By 1980, ARPANET, the US Defense Department’s pre-internet internet, had spread across the United States and on into Europe. Over the course of about a decade, it had grown from a four-node network to a system supporting thousands of users, floods of email messages, and even something of proto-reddit collection of special interest message-groups.
America’s not-quite-internet was growing up quickly and, thus, it was high time for something to go really, really wrong. And so it did, on October 27, 1980, with the first proper network crash in the history of the proto-internet.
The failure didn’t leave any warships adrift, but the event, which left ARPANET disconnected for nearly four hours, was a milestone nonetheless. It was the result of a pair of subtle screwups having to do with the network’s interface message processors (IMPs), which were basically what we now call routers: intermediate switching devices that process network traffic.
ARPANET’s IMPs were in charge of taking communications from local computers and networks and translating them into the ARPANET standard. Different sites were based on different platforms involving different protocols and standards, and the IMPs generalized these differences so everything moving around the network was generic to ARPANET.
UCLA computer science professor Leonard Kleinrock and the first IMP. Image: Kleinrock
Imagine bouncing messages around between UNIX, Mac, and Windows-based environments, all with their own ways of dealing with information. IMPs would take all of that and just make it ARPANET-based and platform-agnostic.
One of the network’s IMPs, IMP29, was dropping bits (slivers of binary information) as the result of a hardware failure. IMP29’s job was to act as the communications pathway for another node, IMP50, and because of the bit dropping, IMP50 received a wonky status message with a bad timestamp, which it repeated across the network.
Every node was required to send out status messages at one-minute intervals, and the screwy timestamp on IMP50’s message meant that every other node took in this message, prioritized it ahead of everything else, and then repeated the corrupted message. And then they kept repeating it over and over and over.
The network’s “garbage collection” software, which was responsible for deleting those status messages as they accumulate, was forced to deal with messages having multiple timestamps as a result. It didn’t know how to do that, and the result was every node being forced to store every status message. The nodes’ memories were quickly saturated.
Basically, ARPANET DDoS’d itself as more and more messages accumulated in a sort of feedback cycle.
The result was “a naturally propagating, globally contaminating effect,” in the words of Peter Neumann, chief scientist at the SRI International Computer Science Laboratory.
In a sense, the effect was similar to a distributed denial of service attack, or DDoS, which occurs when a network is flooded with traffic from various sources to the point that it’s unable to function normally. To be clear, the crash wasn't due to an actual attack, but a cascading series of technical failures. Still, it's an illustrative comparison.

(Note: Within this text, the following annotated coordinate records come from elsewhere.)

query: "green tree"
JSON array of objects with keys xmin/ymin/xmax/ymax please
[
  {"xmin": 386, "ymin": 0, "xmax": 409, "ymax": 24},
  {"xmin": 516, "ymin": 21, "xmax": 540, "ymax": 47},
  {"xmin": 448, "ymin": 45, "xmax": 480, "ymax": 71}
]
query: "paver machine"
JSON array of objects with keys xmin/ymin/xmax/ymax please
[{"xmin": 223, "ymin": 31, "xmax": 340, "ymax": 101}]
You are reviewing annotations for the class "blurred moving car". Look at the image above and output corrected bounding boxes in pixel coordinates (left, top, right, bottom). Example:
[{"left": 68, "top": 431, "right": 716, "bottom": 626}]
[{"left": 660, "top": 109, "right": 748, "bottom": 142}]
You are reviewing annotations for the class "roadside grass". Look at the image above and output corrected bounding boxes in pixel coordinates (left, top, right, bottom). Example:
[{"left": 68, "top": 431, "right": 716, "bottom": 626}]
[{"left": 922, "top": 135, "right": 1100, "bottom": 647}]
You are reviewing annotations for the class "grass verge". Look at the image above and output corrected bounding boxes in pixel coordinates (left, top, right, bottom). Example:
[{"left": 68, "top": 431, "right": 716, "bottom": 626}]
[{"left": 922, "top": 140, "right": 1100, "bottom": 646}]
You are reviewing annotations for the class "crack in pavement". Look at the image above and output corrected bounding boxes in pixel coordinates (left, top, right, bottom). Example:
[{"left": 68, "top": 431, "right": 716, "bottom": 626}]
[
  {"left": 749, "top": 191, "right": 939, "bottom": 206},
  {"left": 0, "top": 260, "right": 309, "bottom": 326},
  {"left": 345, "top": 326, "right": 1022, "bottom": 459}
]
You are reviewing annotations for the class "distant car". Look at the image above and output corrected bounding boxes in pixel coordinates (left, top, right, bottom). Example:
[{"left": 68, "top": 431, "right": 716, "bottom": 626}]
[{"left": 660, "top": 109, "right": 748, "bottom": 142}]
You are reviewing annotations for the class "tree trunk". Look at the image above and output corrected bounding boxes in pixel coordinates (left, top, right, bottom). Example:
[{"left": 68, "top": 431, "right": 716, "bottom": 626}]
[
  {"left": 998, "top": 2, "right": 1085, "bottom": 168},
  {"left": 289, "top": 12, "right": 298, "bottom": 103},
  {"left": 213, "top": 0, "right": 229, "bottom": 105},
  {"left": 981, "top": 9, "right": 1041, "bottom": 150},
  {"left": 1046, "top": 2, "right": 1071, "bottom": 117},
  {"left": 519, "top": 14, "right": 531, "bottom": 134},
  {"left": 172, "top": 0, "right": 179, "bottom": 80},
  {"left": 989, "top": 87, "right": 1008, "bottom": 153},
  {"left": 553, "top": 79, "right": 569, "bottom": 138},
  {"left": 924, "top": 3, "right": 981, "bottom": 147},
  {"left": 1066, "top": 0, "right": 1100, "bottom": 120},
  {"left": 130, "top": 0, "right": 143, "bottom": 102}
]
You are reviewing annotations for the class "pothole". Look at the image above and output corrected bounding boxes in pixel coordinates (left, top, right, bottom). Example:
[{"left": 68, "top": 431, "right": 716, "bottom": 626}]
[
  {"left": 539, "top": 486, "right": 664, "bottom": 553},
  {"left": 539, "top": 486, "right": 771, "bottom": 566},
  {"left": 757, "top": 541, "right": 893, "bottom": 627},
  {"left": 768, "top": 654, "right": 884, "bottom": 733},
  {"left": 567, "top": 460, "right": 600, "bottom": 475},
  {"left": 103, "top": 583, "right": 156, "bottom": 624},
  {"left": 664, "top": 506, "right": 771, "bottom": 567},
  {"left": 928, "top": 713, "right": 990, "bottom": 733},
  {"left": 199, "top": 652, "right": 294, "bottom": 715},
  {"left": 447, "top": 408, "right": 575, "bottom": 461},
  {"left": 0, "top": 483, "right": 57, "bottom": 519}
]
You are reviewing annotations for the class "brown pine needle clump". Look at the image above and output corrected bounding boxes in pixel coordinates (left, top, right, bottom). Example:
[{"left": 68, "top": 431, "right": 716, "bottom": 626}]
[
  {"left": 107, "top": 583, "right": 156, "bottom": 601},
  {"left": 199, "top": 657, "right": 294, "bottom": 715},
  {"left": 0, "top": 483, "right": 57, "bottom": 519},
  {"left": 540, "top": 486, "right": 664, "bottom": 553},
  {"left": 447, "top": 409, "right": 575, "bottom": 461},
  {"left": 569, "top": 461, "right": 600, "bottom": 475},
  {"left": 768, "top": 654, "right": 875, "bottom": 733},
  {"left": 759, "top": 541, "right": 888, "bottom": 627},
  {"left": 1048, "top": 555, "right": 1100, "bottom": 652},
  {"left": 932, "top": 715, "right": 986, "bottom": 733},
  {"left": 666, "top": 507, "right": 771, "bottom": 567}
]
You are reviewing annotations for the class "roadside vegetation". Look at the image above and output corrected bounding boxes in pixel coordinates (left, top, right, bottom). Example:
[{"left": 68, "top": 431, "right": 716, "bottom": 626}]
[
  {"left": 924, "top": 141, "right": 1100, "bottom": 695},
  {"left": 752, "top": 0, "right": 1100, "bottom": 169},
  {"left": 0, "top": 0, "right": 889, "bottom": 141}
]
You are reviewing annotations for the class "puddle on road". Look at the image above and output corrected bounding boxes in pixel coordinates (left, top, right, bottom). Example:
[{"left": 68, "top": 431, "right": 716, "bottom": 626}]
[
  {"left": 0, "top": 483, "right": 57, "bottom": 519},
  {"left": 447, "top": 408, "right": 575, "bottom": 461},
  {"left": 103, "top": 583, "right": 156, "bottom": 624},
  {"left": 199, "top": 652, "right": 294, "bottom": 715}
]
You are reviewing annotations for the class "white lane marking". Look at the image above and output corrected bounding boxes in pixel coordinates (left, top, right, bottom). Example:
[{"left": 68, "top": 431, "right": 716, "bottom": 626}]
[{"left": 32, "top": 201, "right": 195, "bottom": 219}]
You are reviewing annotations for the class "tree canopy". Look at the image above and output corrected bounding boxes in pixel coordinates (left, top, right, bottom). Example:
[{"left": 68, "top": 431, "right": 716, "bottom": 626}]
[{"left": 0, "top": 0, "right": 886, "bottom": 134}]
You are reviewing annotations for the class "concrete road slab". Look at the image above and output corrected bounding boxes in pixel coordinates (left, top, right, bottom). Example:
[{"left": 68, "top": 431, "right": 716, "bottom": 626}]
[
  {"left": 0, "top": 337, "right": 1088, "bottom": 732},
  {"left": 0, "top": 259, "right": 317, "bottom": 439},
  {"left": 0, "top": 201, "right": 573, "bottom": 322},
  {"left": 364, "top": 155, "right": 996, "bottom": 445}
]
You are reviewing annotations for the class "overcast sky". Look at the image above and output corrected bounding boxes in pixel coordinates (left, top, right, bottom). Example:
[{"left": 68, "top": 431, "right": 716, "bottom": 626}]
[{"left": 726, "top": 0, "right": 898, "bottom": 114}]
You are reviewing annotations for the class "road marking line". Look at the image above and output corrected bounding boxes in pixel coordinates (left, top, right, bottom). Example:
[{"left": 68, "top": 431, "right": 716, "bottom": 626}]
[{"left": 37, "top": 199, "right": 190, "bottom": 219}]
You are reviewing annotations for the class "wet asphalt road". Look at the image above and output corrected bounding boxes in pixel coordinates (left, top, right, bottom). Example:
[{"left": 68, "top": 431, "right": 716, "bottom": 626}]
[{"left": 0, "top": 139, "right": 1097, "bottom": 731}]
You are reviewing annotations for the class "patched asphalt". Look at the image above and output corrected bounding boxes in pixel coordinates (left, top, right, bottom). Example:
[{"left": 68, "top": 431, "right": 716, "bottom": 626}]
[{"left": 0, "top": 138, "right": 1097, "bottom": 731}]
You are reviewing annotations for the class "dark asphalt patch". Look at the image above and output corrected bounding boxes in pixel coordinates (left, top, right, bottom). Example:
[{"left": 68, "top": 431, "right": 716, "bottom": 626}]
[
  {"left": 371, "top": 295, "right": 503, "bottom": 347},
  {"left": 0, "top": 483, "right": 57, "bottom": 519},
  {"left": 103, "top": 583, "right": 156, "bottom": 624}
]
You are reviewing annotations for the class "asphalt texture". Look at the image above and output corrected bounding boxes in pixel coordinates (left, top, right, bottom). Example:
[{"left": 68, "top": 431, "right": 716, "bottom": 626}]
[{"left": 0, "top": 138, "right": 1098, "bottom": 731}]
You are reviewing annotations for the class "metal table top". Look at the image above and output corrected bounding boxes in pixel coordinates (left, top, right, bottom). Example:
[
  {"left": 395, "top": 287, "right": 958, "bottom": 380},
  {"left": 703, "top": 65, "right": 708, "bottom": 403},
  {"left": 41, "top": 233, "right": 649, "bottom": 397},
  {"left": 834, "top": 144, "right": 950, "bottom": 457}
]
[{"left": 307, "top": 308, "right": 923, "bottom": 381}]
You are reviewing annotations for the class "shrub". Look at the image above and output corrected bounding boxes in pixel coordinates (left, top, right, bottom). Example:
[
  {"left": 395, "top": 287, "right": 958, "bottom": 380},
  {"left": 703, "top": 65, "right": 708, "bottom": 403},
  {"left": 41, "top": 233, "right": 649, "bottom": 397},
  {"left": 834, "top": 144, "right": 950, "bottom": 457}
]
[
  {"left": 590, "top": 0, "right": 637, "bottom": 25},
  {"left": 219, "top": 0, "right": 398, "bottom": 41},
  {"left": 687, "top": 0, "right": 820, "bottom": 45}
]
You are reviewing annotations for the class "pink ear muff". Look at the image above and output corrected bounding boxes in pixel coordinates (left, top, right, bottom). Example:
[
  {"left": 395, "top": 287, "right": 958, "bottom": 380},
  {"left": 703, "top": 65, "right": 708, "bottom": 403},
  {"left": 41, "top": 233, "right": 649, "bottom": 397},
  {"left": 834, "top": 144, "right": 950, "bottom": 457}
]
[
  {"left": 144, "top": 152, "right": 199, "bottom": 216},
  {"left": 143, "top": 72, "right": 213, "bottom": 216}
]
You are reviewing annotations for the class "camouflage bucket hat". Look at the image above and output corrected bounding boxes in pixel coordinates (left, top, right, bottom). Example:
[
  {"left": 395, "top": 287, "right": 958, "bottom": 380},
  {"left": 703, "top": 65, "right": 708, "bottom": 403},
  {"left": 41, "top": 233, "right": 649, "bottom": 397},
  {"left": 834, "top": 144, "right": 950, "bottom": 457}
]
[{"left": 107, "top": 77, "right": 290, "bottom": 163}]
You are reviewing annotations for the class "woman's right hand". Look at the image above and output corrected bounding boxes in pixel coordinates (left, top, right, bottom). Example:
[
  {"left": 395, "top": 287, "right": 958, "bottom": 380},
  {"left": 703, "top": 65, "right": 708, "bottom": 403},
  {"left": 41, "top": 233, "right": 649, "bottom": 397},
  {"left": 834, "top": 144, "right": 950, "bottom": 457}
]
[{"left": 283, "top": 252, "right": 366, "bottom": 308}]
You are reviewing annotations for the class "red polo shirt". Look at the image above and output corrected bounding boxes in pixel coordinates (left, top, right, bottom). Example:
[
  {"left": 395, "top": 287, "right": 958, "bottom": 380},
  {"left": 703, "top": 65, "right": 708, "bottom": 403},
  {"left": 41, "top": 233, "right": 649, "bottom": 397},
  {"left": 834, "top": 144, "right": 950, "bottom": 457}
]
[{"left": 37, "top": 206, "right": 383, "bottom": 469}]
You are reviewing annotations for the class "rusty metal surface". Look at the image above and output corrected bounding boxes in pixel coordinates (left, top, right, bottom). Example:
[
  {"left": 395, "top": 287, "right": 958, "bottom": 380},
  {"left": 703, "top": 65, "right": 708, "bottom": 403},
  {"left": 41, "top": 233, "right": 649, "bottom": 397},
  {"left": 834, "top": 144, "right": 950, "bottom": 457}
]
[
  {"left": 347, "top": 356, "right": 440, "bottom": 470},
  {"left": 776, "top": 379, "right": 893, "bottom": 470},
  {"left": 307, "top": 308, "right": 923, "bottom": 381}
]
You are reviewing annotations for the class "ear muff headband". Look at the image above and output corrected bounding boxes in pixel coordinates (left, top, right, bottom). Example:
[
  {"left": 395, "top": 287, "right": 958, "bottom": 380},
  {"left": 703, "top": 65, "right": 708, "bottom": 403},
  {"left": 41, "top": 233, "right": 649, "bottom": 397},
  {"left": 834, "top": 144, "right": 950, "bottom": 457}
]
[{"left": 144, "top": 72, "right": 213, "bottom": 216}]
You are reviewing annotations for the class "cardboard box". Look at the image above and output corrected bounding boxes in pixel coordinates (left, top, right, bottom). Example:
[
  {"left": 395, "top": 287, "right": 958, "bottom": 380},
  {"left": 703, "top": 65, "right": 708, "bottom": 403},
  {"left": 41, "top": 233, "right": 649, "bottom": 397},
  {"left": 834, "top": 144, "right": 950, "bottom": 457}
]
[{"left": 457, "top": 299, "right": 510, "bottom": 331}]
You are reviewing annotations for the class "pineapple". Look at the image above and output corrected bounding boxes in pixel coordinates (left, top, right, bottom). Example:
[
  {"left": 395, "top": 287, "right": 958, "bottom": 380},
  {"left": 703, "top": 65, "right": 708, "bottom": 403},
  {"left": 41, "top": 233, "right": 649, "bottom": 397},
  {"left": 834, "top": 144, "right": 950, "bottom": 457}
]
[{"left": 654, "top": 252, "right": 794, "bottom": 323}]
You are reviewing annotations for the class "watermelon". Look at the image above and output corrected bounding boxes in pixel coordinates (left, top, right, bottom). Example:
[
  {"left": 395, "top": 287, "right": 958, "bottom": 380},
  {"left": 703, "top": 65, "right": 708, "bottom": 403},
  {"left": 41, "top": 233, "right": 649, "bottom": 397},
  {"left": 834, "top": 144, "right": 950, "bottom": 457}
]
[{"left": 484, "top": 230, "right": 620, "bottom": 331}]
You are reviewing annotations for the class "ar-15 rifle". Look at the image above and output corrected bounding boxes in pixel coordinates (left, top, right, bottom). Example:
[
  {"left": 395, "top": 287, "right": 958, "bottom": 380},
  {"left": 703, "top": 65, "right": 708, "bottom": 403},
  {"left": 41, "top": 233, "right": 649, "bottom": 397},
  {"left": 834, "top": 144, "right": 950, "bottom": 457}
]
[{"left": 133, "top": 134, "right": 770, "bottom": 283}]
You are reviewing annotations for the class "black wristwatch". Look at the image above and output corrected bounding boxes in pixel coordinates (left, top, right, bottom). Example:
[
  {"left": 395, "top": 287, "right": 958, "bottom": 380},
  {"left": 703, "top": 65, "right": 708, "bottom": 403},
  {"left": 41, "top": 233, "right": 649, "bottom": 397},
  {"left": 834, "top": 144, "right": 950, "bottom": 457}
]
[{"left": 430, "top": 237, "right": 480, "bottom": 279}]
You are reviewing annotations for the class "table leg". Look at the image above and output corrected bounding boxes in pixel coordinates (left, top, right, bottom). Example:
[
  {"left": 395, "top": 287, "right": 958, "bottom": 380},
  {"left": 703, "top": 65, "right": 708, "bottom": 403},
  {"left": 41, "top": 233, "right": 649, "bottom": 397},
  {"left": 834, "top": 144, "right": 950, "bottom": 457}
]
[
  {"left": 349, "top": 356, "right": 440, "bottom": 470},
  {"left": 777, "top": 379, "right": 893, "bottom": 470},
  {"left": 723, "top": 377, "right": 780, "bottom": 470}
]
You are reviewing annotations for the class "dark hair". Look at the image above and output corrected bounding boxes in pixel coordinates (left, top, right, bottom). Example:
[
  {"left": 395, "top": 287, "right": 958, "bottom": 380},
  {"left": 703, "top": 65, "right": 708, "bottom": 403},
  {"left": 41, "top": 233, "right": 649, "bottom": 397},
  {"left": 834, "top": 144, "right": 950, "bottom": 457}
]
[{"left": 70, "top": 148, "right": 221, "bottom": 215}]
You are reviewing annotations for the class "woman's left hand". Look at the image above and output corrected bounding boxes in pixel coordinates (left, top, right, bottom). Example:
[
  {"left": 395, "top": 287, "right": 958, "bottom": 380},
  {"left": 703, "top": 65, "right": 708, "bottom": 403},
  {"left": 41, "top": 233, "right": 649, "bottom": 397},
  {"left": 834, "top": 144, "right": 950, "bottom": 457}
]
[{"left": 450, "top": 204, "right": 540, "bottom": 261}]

ARPANET as of 1977. Image: Wikipedia
Basically, ARPANET DDoS’d itself as more and more messages accumulated in a sort of feedback cycle. Every status message was stamped with the highest priority code, so any other sort of message sent between nodes was ignored in favor of the junk status updates.
This also meant that any message sent to the nodes was ignored as well and thus it was impossible to deal with the problem remotely. Every single node had to be shut down and restarted manually, and only then could the full network go back online.
If just a few IMPs were restarted, rather than every single one, the result was that the restarted IMP would receive a copy of the corrupted message from one of the nodes that wasn’t restarted, and it would once again go down. There was some trial and error in fixing the problem.
The IMPs supporting the 1980 ARPANET actually had an onboard system for finding bit-dropping errors, but they’d all been deactivated, according to a subsequent report published in SIGSOFT Software Engineering Notes.
Bit dropping was usually a “spurious” occurrence and a detection meant having to restart individual IMPs manually, so it didn’t seem worth the trouble, at least until that bit dropping fouled a timestamp such that the entire network collapsed. The next generation of IMP took care of the problem by including a new “loader/dumper” fault state that could be controlled off-site.
The easiest fix suggested in the SIGSOFT report is almost comically simple. When the faulty garbage collection utility checked message timestamps, it calculated “later” using a greater-than-or-equals sign, rather than a plain greater-than sign, thus allowing a whole bunch of messages to effectively share a timestamp and flood the network. Hindsight, eh?